Dans toutes les strates de la production, c'est la gabegie. Le syndicat des boulangers a appelé ses membres à faire grève. Les employés des usines de sucre et d'acier ont arrêté de venir travailler à la chaîne. En conséquence, le prix des produits alimentaires de base a considérablement augmenté.
Cela ne va pas mieux pour la vente de produits étrangers. Un exemple parlant: selon le quotidien Etemad, le prix d'un iPhone 13 Pro Max, vendu en Occident pour 2000 dollars, vaut en ce moment... 1,2 milliard de rials.
Autre élément clé de l'économie iranienne en danger: le pétrole. Le régime a réussi jusqu'à présent à éviter une grève générale des travailleurs du domaine pétrolier en accordant des augmentations de salaire supplémentaires.
Mais cela sera-t-il suffisant? Dans les cercles dirigeants de Téhéran, on s'agite. Et ce, au regard de l'histoire: on est conscient que c'est une grève des travailleurs pétroliers qui a précipité la fin définitive du régime du Shah lors de la révolution de 1979. Et à l'époque, la situation sur le front de la monnaie était bien moins grave: il ne fallait alors payer «que» 70 rials pour un dollar.
L'histoire se répétera-t-elle au cours des prochaines semaines ou mois? Cela dépendra du gouvernement. Depuis la mi-septembre de l'année dernière, lorsque le rial a commencé sa chute libre avec le début des protestations populaires contre le port du voile, le régime s'efforce en vain de surmonter la grave crise économique et financière qui s'ajoute à la première, sociale.
L'impuissance et l'absence de bon sens du régime sont illustrées par les déclarations du ministre de l'économie, Ehsan Khanhouzi. Samedi dernier, il a tenté de convaincre le Parlement que des forces cachées étaient responsables du chaos sur les marchés financiers iraniens. Selon lui, «des saboteurs» ont été identifiés et les renseignements «vont bientôt s'occuper de ces personnes».

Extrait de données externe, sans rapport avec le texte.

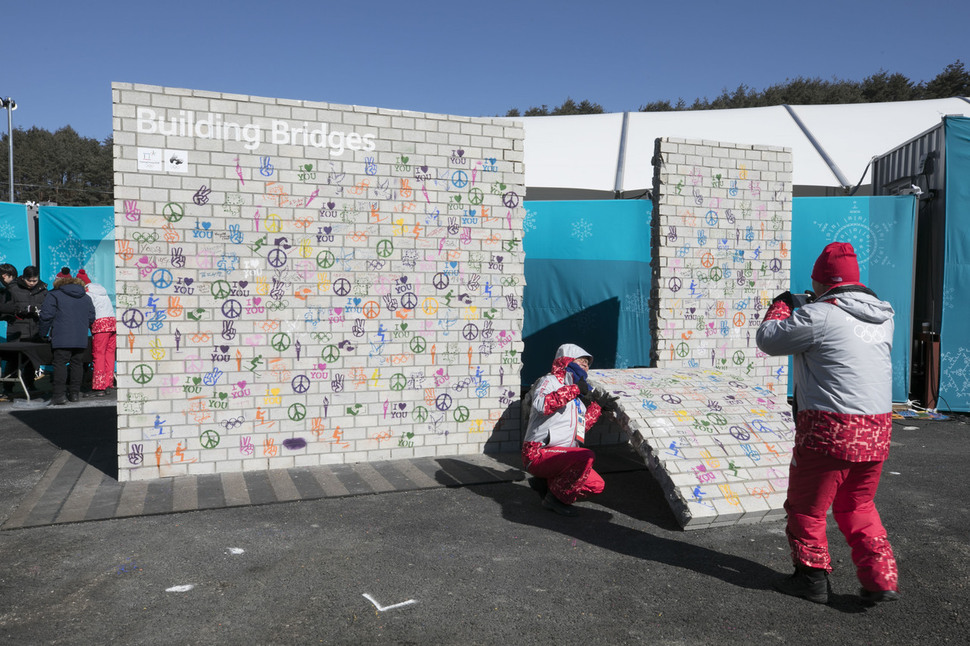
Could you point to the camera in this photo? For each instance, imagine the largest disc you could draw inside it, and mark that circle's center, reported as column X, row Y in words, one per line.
column 802, row 299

Si on ne sait pas exactement quel ennemi intérieur ou extérieur du régime est pointé du doigt. Ce qui est sûr c'est que, conspiration ou non, c'est la peine de mort qui attend ces «saboteurs». Le régime croit-il vraiment qu'éxécuter quelques opposants politiques permettra au rial de se redresser magiquement?
Face au désespoir de la situation, même les médias pro-régime appellent à une motion de censure contre certains ministres ou au remplacement du président Ebrahim Raïssi et de son «équipe incapable et incompétente».
Vraisemblablement, le rial ne pourrait être sauvé que grâce à un changement radical de cap en politique étrangère, ce qui a peu de chances d'arriver. Selon des diplomates occidentaux à Téhéran, «seule une reprise des négociations sur le nucléaire de l'Accord de Vienne par le régime» ainsi qu'une «volonté réelle de conclure un nouvel accord» pourraient éventuellement permettre une détente économique.
La crise financière en Iran peut également être interprétée au vu de sa coopération militaire étroite avec la Russie et aux sanctions supplémentaire qui ont été imposées à l'Iran à cette occasion. D'autant que le régime intensifie ses relations avec Moscou et que d'autres sanctions sont à prévoir.
Le cercle vicieux présent sur le marché des devises ne pourra pas être arrêtée à court terme en raison de l'entêtement du régime. Sans parler de l'effet des manifestations réprimées dans le sang.